ROSSIGNOL (3): verdicts et contre-verdicts, brillance et ternitude, visions obscures

VERDICT BINAIRE

Plus jeune on m’avait prévenue. “Tu ne devrais pas être seule, seule avec toi-même. Tu as cette personnalité qui ne s’allume qu’avec les autres.” L’absence de regard m’engloutissait dans un noir profond. “Seule, tu ne brille pas”.

“on m’avait prévenue” – le deuxième paragraphe commence avec un verdict étrange, à la fois personnel (jugeant de la personnalité de la narratrice) et impersonnel (exprimé avec un sujet générique: “on”):

“Seule, tu ne brille pas” – on voit qu’elle essaie de mettre en pratique ce verdict venant de “on” (mais qui est “on”?), de la mettre à l’épreuve aussi, et elle va errer dans la station, rencontrer tout ce qui est beau ou intéressant ou chatoyant ou ondulant ou étrange, et avec un sentiment d’accroissement de la vie.

TERNITUDE AUTO-AVEUGLE

Cependant, pour parler de quelqu’un qui brille, ceci n’est pas une phrase qui brille, elle dit “plus jeune on m’avait prévenue”. Elle ne dit pas qui prononce cette phrase. Elle est prononcée par les autres personnes en général, au début de cette enfance racontée, et plus particulièrement par sa mère, qui (on apprendra) a des problèmes avec la divergence génétique et mentale, et avec le comportement, de la narratrice, et donc par une mère qui ne brille pas la plupart du temps. La mère est assez terne et sombre. La phrase est prononcée par des humains, par des “humanias”, que la narratrice ne trouve pas intéressants, qui sont “ternes”.

Cette notion qu’elle “ne brille pas” quand elle est toute seule est proférée, ce verdict est proférée par des gens dont elle dit elle-même qu’elle n’a pas remarqué que elles étaient particulièrement brillants (“eux aussi manquaient de lumière”).
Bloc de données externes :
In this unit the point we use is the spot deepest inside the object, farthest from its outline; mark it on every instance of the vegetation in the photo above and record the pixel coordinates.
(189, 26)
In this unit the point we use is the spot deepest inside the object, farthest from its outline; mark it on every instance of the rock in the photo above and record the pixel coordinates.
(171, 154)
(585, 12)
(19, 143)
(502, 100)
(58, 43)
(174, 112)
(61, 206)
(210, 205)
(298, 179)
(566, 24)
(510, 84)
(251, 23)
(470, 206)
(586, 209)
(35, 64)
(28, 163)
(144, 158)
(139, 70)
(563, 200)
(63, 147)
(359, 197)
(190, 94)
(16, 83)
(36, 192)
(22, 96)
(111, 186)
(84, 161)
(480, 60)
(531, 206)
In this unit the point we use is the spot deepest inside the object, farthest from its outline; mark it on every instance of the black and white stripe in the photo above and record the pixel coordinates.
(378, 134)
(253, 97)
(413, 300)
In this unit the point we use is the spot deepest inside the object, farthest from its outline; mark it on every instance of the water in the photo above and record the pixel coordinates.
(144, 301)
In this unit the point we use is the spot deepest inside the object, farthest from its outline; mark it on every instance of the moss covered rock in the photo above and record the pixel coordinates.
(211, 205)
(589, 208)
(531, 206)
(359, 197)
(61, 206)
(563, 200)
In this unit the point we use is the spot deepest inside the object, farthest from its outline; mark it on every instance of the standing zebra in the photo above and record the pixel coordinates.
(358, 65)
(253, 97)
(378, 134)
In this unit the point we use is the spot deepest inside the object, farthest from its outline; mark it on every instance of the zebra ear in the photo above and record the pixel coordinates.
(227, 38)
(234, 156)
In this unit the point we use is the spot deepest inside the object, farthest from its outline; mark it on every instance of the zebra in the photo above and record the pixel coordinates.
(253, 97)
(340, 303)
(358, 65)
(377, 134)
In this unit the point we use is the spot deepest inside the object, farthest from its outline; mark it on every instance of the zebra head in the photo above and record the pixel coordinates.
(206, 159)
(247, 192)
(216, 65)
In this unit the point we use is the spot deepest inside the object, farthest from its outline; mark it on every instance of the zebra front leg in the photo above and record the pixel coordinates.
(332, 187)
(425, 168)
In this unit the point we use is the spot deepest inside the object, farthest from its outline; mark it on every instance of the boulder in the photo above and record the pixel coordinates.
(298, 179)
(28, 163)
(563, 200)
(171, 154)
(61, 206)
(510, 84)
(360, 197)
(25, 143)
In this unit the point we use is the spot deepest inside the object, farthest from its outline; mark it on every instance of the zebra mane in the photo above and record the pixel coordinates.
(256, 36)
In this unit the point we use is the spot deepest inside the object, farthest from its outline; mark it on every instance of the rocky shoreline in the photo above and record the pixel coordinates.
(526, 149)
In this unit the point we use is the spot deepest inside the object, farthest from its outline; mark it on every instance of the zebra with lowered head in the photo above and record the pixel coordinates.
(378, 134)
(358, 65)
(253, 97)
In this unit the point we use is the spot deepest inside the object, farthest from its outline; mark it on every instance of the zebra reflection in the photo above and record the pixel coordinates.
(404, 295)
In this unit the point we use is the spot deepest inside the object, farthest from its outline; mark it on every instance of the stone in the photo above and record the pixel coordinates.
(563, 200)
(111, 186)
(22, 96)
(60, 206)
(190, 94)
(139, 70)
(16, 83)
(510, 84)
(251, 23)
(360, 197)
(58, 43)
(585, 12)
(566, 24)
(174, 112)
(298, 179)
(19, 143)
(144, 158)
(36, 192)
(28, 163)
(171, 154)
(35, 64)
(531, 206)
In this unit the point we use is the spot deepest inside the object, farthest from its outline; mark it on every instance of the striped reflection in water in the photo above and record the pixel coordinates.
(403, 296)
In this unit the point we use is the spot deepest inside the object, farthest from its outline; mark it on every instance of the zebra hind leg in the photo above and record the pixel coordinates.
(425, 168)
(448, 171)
“L’absence de regard m’engloutissait dans un noir profond” – la narratrice semble intérioriser et valider ce verdict négatif.

INTROVERSO-PHOBIE

Si on veut parler non pas en termes vraiment psychologique mais seulement en termes de mouvements énergétiques de la psyché, il existe des gens qui s’allument en extraversion, et l’énergie et les affects et toute l’énergie mentale sont tournées vers l’extérieur, et ils trouvent le fait d’être seul ennuyeux ou fatigant.

Il y a d’autres personnes où l’introversion prédomine, pour qui être avec les autres est fatigant. Ils préfèrent être seul, mais ça veut dire être seul à seul avec son âme et son âme est peuplée de tous les fantômes, tous les souvenirs, toutes les images de ce qui pourrait arriver dans le futur. Le “noir profond” est rempli d’étincelles et des astres.
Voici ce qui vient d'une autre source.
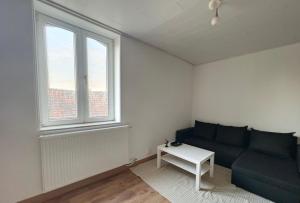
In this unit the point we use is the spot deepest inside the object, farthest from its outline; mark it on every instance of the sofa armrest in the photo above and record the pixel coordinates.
(182, 134)
(298, 157)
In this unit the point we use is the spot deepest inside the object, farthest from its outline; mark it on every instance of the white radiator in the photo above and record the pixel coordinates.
(72, 157)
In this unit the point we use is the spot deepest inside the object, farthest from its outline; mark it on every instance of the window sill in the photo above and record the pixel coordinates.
(63, 130)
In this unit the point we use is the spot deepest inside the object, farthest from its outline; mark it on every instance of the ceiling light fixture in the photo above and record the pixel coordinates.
(215, 19)
(214, 4)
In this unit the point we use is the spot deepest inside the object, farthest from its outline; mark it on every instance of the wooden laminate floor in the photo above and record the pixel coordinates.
(124, 187)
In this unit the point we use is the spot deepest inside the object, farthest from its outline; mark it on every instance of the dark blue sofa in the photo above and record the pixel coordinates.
(265, 163)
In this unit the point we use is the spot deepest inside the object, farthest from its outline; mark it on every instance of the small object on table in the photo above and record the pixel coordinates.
(166, 143)
(176, 143)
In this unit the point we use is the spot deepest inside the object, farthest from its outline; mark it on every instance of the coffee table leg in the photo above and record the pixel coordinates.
(158, 158)
(211, 162)
(198, 176)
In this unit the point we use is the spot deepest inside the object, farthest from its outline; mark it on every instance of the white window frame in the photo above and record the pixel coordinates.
(80, 36)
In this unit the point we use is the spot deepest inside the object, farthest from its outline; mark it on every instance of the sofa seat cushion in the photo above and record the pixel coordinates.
(281, 173)
(225, 155)
(277, 144)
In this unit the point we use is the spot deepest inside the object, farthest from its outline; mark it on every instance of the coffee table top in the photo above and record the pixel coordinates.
(187, 152)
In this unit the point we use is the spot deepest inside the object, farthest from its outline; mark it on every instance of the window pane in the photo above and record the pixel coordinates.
(62, 101)
(97, 78)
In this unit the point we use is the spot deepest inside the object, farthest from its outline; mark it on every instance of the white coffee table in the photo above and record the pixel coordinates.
(189, 158)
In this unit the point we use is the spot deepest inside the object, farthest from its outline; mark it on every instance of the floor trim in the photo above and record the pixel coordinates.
(68, 188)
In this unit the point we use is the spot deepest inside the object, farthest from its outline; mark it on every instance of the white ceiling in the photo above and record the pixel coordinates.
(182, 27)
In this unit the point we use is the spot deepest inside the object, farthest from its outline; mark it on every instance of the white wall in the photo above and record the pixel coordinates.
(261, 90)
(156, 101)
(157, 96)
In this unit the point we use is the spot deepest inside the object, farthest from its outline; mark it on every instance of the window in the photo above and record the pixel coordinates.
(76, 74)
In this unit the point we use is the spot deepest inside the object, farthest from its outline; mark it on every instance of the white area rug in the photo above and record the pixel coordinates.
(179, 186)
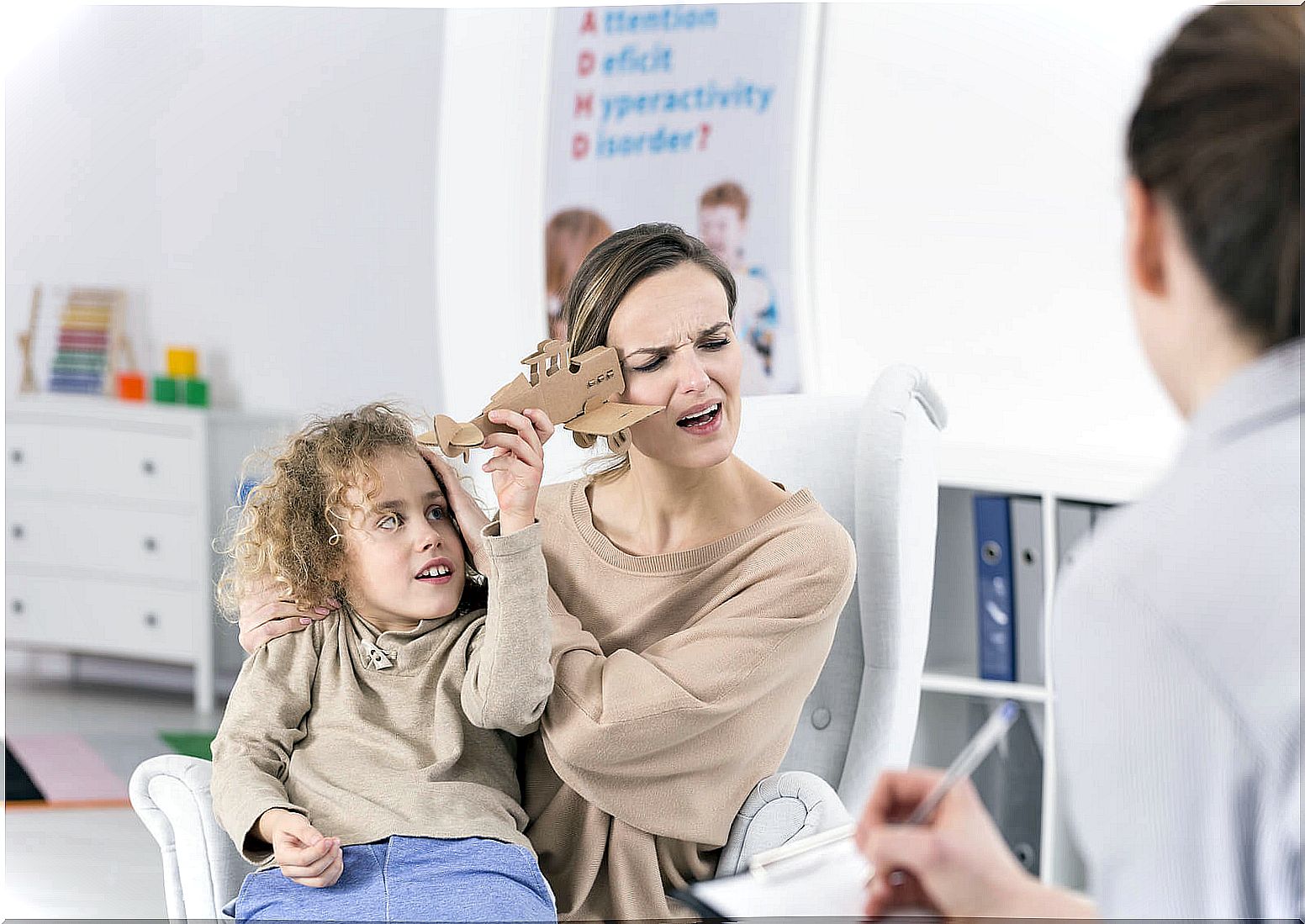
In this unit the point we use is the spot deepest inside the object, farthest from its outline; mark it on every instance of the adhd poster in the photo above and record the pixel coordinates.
(684, 115)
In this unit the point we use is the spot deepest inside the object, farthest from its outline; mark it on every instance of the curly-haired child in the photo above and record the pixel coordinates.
(367, 763)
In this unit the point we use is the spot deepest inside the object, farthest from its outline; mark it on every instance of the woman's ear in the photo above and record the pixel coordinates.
(1144, 247)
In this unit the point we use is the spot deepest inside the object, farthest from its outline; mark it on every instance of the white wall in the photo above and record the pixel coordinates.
(260, 179)
(276, 182)
(489, 227)
(967, 215)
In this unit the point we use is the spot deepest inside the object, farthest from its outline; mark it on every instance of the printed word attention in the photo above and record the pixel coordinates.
(650, 20)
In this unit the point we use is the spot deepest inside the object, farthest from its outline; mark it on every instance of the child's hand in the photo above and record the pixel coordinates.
(517, 466)
(302, 853)
(265, 614)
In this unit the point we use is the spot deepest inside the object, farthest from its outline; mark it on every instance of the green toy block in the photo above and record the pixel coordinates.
(165, 390)
(196, 392)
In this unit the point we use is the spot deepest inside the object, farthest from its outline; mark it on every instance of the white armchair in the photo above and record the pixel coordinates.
(872, 463)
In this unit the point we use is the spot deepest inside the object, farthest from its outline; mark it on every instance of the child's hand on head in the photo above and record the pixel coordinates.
(267, 612)
(517, 466)
(302, 853)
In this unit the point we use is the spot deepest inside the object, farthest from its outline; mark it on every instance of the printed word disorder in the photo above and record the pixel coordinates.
(615, 108)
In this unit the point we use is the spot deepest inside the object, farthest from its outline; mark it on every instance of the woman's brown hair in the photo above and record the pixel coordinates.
(616, 267)
(1217, 136)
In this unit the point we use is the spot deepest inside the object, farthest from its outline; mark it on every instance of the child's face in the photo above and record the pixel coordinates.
(404, 557)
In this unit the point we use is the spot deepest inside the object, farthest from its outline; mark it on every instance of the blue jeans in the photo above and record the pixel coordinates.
(410, 879)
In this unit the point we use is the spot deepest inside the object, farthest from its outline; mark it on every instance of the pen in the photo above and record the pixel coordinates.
(966, 763)
(969, 760)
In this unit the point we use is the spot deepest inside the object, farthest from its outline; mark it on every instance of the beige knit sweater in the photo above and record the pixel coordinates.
(416, 747)
(679, 684)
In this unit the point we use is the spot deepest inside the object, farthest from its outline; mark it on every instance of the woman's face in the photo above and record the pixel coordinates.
(678, 350)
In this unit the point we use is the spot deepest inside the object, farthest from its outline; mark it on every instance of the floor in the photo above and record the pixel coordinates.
(99, 863)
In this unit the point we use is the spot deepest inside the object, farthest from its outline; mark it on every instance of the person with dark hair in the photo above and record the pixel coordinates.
(1177, 629)
(569, 236)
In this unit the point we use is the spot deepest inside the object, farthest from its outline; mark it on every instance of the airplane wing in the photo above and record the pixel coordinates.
(610, 418)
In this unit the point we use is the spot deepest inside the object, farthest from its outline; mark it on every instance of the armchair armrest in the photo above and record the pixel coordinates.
(782, 808)
(201, 867)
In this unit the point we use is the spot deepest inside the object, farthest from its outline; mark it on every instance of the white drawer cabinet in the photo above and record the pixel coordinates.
(110, 519)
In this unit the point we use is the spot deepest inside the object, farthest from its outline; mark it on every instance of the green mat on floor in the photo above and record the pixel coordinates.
(192, 744)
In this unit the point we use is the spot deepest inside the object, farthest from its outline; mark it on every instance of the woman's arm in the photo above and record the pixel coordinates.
(260, 727)
(695, 720)
(510, 675)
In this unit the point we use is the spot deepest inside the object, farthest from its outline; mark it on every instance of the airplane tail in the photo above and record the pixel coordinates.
(452, 437)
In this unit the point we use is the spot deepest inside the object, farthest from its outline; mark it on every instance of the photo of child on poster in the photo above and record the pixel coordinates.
(687, 115)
Souvent les deux modes nous sont accessibles. Soit on alterne de façon flexible et facilement entre introversion et extraversion, soit ça vient dans des séquences de la vie, dans des phases successives. Si on est un peu ouvert à l’altérité en soi et dans le monde, on va passer par les les deux façons principales d’orienter son énergie.

Donc il est possible que quand elle était jeune elle était dans cette extraversion, orientée vers l’amour de la rencontre, de l’autre, et qu’en grandissant (ce n’est pas une évolution nécessaire, il y a des gens qui peuvent rester extravertis toute leur vie, mais ils passent peut-être à côté de quelque chose) F a trouvé des valeurs positives dans l’introversion, dans la solitude, et que ce n’est pas forcément triste de se trouver dans un “noir profond”.

VOIR DANS LE NOIR

On verra un peu plus loin, juste après l’Incipit, sur la page 13, que notre narratrice va apprendre ou découvrir ou manifester une valeur positive dans la solitude et le noir profond, elle y trouvera une “poésie”:

Sur le dos, les yeux grands ouverts, j’imagine un plafond que je ne vois pas, et souris en pensant aux moqueries de certains stationniens s’ils découvraient cette Humania qui s’acharne à utiliser un sens qui ne fonctionne pas, qui n’apporte rien. Ils riraient de mon manque d’options pour distinguer ce plafond et ne comprendraient pas la poésie qu’il y a à se l’imaginer les yeux écarquillés dans le noir.

L’imagination ne sert à rien pour les gens qui veulent rester “ternes”, mais elle apporte une lumière capable de dissiper la morosité et de faire fondre la crispation. Pas besoin d’exercices de méditation yogiques ou de psycho-techniques compliquées, il suffit de fermer les yeux et d’imaginer un plafond.